In days gone by there were no standards for how power was to be measured and even now that standards exist no one is required to use them or tell you how they made their measurement. High end PA systems are engineered, so real math has to happen and engineers won’t use things without valid specifications. The music market tends to be a little more marketing oriented.
For analogue amps power has often been measured by putting a broadband (across the frequency range of interest) pink noise signal into an amp and turning it up until it distorts. The question is how much distortion is allowable for the power rating. Maybe a high quality amp allows 0.05% Total Harmonic Distortion, maybe something else 1%, maybe something else 10%. The nice thing about analogue amps are that they are more forgiving if you go above their limit. They just have some gentle distortion that in many cases people liked. If you drive an analogue amp into distortion, you are running it above its power rating.
When we talk about power or level numbers in audio, we are concerned with the average and the peak. Sharp attacks are going to hit peaks and the note ringing out is going to be our average. The pink noise signal used to determine the power rating usually has a crest factor (distance between the average and the peak) of 6dB. Each 3dB is a doubling of power. Soooo, if we measure an amp to have an average power rating of 200 Watts for a particular total harmonic distortion, we are going to double that twice (6dB) to get the peak power rating of 800 Watts (because the pink noise used has a crest factor of 6dB).
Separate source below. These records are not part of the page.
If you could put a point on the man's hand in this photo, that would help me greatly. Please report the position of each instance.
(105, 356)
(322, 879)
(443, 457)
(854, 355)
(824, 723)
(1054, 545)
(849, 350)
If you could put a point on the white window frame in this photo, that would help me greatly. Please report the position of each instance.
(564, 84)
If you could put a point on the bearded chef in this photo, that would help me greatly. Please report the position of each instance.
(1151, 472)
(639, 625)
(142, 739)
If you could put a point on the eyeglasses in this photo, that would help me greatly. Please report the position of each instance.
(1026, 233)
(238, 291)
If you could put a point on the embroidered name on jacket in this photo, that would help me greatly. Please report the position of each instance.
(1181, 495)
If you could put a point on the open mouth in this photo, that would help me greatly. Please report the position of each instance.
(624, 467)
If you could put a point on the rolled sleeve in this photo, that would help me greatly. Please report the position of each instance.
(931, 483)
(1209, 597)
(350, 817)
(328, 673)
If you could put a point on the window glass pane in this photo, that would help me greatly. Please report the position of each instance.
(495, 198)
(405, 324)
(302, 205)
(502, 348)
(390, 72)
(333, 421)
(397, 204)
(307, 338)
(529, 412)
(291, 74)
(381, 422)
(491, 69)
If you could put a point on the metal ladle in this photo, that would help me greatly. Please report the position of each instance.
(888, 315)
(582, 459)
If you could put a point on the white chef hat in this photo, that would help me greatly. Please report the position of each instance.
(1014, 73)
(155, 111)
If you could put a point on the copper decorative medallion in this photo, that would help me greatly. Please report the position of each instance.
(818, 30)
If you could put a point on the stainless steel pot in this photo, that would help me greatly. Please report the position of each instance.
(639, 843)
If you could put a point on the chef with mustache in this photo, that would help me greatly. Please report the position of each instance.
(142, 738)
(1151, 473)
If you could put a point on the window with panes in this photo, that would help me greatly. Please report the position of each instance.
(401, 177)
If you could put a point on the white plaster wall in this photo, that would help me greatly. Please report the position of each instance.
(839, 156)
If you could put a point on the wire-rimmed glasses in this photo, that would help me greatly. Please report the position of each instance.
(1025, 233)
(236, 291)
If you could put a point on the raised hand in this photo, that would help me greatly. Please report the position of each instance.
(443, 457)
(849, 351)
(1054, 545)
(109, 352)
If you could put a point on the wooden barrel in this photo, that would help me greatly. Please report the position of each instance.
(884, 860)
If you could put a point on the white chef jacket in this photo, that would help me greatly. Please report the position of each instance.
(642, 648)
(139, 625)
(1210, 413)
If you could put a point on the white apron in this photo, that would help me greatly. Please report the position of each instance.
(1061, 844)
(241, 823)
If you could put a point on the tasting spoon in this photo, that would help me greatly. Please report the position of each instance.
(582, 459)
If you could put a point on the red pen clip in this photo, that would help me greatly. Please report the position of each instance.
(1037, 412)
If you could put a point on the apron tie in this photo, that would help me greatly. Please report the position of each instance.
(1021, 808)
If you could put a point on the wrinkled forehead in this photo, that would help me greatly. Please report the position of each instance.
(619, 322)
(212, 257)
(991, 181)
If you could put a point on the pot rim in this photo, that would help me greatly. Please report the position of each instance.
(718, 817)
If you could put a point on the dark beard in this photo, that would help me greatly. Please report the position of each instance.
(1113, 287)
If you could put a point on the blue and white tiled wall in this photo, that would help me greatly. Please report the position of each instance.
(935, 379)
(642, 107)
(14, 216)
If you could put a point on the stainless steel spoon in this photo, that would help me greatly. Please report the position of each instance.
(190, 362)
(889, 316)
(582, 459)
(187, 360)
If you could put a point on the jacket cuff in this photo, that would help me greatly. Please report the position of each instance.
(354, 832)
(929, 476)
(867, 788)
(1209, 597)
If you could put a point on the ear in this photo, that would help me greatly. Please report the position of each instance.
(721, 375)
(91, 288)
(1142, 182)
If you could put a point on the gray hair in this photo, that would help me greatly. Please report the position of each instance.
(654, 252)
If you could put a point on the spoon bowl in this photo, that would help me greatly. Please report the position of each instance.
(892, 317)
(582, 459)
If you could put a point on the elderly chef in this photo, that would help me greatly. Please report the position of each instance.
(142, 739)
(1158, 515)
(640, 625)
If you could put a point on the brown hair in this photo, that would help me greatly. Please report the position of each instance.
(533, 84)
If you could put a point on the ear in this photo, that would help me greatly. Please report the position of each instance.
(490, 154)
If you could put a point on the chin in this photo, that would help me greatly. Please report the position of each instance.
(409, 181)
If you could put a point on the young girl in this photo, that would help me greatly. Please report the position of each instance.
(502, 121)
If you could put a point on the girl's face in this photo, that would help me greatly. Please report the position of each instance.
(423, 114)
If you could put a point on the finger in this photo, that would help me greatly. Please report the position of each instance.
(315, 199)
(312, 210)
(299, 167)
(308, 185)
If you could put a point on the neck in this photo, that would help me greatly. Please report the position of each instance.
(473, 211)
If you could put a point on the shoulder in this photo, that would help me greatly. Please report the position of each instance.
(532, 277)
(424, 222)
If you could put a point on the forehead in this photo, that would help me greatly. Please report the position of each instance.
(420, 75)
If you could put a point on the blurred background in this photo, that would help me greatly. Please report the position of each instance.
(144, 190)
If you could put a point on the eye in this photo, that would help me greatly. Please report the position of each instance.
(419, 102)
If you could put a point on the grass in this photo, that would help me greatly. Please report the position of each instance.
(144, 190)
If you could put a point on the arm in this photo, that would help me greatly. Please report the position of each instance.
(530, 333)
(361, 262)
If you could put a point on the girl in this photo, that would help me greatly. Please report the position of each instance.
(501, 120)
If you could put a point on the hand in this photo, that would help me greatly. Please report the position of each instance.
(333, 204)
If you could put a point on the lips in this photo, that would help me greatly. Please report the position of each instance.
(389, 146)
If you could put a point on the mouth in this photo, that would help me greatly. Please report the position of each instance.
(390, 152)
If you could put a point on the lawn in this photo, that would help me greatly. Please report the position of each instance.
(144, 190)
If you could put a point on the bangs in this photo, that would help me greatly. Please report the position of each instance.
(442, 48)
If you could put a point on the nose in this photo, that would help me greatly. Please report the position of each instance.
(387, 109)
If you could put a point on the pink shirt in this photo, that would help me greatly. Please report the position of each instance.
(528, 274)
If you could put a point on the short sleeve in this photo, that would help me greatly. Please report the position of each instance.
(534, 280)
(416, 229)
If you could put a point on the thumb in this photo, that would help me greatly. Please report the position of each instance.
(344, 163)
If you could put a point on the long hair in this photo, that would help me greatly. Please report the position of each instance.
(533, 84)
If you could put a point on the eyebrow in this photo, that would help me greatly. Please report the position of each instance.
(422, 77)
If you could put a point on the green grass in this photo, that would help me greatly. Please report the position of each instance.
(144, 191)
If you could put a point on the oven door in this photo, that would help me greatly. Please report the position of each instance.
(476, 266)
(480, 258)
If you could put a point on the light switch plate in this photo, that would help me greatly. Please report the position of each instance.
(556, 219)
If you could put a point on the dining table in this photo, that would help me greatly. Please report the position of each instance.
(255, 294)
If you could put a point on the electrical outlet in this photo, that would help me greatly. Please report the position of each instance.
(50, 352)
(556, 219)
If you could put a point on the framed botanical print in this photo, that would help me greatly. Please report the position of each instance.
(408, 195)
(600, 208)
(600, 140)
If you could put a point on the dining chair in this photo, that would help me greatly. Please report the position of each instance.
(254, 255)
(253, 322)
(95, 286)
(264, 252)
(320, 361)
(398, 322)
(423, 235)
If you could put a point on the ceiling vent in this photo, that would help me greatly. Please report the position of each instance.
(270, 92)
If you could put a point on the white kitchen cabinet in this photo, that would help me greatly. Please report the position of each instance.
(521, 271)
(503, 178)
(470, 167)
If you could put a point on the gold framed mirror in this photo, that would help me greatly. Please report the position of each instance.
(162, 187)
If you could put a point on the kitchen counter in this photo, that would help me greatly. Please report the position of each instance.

Digital devices don’t distort nicely at all when overloaded. If you get into distortion, they fall off a cliff and become unusable very quickly. So, we really care a lot about that peak number and then have to back down from there. The difference is that a well designed digital amp has very low harmonic distortion all the way up to it’s maximum peak; it doesn’t really degrade. And with a well designed digital amp, it is also possible to sustain that high level for a long time. But these nice digital amps were getting short changed on the spec sheet because their advantages didn’t shine using the traditional test methods.
There was some talk that music is a lot different from pink noise and you can actually get much more power out of an amp with music than the pink noise test would say you could. So the Audio Engineering Society (AES) wrote an amp power test standard using a burst signal rather than pink noise which digital amp makers began to use. This produces a higher baseline power rating, but leaves less in headroom, so it is closer to the peak number. This skews the power ratings higher in modern digital amps. Manufacturers may be giving you the peak number rather than the average number if they don’t say.
In this forum we usually talk about compression in the context of the musical character of the playing, but here compression applies to how loud your average level can be. The more you compress the sharp transient sounds, the more you can turn up the amp and make your average level louder. Compression means you are decreasing the distance between the average and the peak. This means you will have more rumble level, but less impact on the pluck.
The linked article brings up two other relevant factors. A valve amp has connections for both a 4 ohm and an 8 ohm cabinet, so it will always deliver its max rated power. If you hook most digital amps up to an 8 Ohm cabinet, you only get half the power rating on the label. (A few exceptions exist)
The other is the sensitivity of the cabinet. In one cabinet maybe you get 97dB-SPL out of it at 1 meter away if you put in 1 Watt. In another cabinet maybe you get 91dB-SPL out of it at 1 meter away if you put in 1 Watt. If you put a 200 Watt amp on the 97dB cabinet, you will need to put a 800 Watt amp on the 91dB cabinet to get the same level (6dB difference requires doubling the power twice). This makes power and level comparisons very difficult.